Resident Canada geese spend the spring and summer raising their young on farm ponds, small lakes and streams across Kentucky. They usually stay close to home when cold weather arrives, but they gravitate to certain areas.

“They go to bigger water and concentrate on the Ohio River, or Cave Run Lake,” said John Brunjes, migratory bird biologist for Kentucky Fish and Wildlife.
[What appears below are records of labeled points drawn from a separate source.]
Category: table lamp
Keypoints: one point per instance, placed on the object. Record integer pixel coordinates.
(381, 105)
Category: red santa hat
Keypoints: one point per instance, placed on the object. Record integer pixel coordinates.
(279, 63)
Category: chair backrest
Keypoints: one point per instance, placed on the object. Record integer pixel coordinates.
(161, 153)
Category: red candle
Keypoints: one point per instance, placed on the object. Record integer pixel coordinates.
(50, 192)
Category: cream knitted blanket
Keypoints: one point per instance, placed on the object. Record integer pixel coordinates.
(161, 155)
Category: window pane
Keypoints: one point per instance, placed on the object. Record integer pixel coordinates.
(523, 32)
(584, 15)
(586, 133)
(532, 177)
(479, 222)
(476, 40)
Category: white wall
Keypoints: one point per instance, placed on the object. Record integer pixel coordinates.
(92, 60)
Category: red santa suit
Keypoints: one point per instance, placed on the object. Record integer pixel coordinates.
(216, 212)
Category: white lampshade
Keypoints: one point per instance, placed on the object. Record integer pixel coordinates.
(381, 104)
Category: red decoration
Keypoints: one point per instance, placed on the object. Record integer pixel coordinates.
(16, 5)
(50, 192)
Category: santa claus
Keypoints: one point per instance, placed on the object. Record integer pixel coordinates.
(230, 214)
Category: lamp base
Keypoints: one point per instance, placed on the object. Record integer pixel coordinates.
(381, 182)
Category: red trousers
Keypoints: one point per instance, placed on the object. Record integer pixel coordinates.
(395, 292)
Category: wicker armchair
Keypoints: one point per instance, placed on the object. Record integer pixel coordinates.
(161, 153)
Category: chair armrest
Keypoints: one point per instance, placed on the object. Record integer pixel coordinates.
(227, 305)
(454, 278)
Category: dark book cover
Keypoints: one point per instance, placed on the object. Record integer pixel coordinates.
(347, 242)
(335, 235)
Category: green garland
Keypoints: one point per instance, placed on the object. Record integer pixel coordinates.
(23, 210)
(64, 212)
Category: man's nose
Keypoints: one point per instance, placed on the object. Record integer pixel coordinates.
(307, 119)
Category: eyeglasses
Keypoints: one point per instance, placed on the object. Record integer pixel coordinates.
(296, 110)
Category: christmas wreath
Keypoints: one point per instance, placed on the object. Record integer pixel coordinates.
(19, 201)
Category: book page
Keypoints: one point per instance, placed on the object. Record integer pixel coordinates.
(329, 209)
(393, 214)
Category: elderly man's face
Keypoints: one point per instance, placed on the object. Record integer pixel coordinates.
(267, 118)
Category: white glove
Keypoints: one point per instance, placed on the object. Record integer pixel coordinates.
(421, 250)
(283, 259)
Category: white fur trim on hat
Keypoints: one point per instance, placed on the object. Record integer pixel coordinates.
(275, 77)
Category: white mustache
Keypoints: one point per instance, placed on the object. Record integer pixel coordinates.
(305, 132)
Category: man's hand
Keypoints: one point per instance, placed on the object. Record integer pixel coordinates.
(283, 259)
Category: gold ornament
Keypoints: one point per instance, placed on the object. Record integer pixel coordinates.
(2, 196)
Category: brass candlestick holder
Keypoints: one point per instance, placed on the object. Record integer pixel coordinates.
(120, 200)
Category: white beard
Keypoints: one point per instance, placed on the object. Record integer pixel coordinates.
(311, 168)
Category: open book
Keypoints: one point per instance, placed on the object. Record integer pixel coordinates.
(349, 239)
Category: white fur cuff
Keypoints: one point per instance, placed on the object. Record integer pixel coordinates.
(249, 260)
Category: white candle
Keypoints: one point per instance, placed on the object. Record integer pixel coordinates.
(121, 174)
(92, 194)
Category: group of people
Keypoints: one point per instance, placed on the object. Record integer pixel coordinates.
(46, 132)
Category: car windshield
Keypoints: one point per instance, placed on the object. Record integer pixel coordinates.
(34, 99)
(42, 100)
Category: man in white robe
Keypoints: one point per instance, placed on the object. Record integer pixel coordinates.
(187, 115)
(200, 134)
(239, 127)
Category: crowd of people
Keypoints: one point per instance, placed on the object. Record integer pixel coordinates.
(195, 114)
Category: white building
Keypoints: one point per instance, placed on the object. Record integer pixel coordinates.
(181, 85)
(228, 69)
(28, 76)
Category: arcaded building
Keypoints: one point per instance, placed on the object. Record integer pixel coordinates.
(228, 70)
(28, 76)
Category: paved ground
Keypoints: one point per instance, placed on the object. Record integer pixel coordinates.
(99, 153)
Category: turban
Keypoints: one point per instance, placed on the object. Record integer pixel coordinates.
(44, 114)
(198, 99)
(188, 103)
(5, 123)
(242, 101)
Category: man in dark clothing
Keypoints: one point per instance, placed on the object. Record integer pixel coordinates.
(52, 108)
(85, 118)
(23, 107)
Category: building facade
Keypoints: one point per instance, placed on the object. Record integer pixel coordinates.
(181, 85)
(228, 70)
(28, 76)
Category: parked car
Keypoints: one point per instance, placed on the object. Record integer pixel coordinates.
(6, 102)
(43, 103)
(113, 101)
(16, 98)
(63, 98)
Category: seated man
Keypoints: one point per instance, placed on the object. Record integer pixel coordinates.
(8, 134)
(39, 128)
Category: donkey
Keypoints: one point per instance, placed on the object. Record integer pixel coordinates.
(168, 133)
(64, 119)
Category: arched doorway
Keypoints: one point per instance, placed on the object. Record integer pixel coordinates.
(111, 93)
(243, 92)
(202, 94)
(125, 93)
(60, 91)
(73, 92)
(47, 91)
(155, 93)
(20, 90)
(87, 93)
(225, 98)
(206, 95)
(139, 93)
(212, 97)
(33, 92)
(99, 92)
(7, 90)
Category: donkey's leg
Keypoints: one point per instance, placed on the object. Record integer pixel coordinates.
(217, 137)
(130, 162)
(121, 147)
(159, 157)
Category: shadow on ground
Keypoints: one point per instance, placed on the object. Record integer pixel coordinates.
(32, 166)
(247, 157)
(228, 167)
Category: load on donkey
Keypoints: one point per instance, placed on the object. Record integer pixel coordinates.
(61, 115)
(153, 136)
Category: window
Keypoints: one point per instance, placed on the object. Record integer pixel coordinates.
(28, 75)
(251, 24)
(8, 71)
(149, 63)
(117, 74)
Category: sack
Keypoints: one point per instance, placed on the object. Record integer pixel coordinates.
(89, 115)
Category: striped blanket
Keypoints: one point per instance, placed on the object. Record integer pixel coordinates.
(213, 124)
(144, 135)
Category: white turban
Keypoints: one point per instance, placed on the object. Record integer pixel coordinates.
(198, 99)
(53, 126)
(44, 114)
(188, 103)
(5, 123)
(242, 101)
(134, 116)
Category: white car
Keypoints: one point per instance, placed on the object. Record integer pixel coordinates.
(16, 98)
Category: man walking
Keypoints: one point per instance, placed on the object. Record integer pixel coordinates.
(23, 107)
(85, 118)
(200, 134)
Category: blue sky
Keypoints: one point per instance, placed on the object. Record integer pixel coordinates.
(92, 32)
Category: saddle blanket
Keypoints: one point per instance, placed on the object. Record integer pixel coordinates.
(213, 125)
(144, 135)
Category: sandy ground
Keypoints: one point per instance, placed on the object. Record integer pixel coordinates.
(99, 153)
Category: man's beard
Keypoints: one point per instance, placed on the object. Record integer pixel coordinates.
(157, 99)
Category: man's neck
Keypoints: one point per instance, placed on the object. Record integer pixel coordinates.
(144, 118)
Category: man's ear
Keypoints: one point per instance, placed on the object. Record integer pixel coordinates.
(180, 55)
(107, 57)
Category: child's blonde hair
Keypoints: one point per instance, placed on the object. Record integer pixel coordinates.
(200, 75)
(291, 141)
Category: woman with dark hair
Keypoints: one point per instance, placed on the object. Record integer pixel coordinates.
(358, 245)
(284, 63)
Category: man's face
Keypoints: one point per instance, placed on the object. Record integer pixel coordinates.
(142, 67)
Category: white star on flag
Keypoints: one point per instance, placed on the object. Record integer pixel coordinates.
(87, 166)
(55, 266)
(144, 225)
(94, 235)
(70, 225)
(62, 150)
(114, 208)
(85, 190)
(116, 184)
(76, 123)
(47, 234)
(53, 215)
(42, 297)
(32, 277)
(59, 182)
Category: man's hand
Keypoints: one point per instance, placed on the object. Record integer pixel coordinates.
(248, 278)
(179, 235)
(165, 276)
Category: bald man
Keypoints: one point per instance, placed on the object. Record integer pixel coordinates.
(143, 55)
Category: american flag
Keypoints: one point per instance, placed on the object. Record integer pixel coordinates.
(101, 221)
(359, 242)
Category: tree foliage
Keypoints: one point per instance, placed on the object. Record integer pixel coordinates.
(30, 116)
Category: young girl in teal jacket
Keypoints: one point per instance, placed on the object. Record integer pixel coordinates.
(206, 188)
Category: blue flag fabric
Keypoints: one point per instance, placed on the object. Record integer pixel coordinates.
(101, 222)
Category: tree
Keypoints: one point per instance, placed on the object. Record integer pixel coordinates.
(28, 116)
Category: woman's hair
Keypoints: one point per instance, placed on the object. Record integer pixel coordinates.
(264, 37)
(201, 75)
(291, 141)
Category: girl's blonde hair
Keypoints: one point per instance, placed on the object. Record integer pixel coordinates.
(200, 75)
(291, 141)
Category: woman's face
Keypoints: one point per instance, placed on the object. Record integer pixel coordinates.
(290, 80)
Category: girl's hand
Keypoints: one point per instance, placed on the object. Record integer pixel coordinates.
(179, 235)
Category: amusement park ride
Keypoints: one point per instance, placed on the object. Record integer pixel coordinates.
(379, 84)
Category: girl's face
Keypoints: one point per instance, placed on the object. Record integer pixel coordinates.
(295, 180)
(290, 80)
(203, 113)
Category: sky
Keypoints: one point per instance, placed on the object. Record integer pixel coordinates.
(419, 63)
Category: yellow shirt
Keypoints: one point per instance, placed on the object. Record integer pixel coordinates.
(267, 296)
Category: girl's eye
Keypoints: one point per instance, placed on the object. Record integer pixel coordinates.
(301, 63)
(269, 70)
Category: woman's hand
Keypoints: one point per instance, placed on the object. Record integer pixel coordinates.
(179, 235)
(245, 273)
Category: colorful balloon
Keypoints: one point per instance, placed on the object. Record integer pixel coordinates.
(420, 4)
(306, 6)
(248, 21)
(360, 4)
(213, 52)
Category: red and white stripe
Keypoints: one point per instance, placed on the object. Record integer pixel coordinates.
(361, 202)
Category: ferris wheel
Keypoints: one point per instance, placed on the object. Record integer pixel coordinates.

Brunjes conducts aerial surveys of waterfowl twice a month in eastern Kentucky from December through February.

“During the big freeze on Dec. 15, I counted 5,860 geese, and on Jan. 4, after the thaw, there were 2,209 geese in the same area,” he said.

He explained that in cold weather geese like to hang around steam plants which have warm water discharges.

“They’re looking for waters that don’t freeze up. As soon as temperatures moderate, they scatter out and go back to small ponds, where they are much harder to count,” he said.

Unlike birds and other wildlife, black bears spend the winter in dens.

“Bears enter a state of torpor, during which their metabolism slows markedly, but they can move around and may even leave their dens,” said Steven Dobey, bear biologist for the department. “They live off their body fat, and don’t eat or drink.”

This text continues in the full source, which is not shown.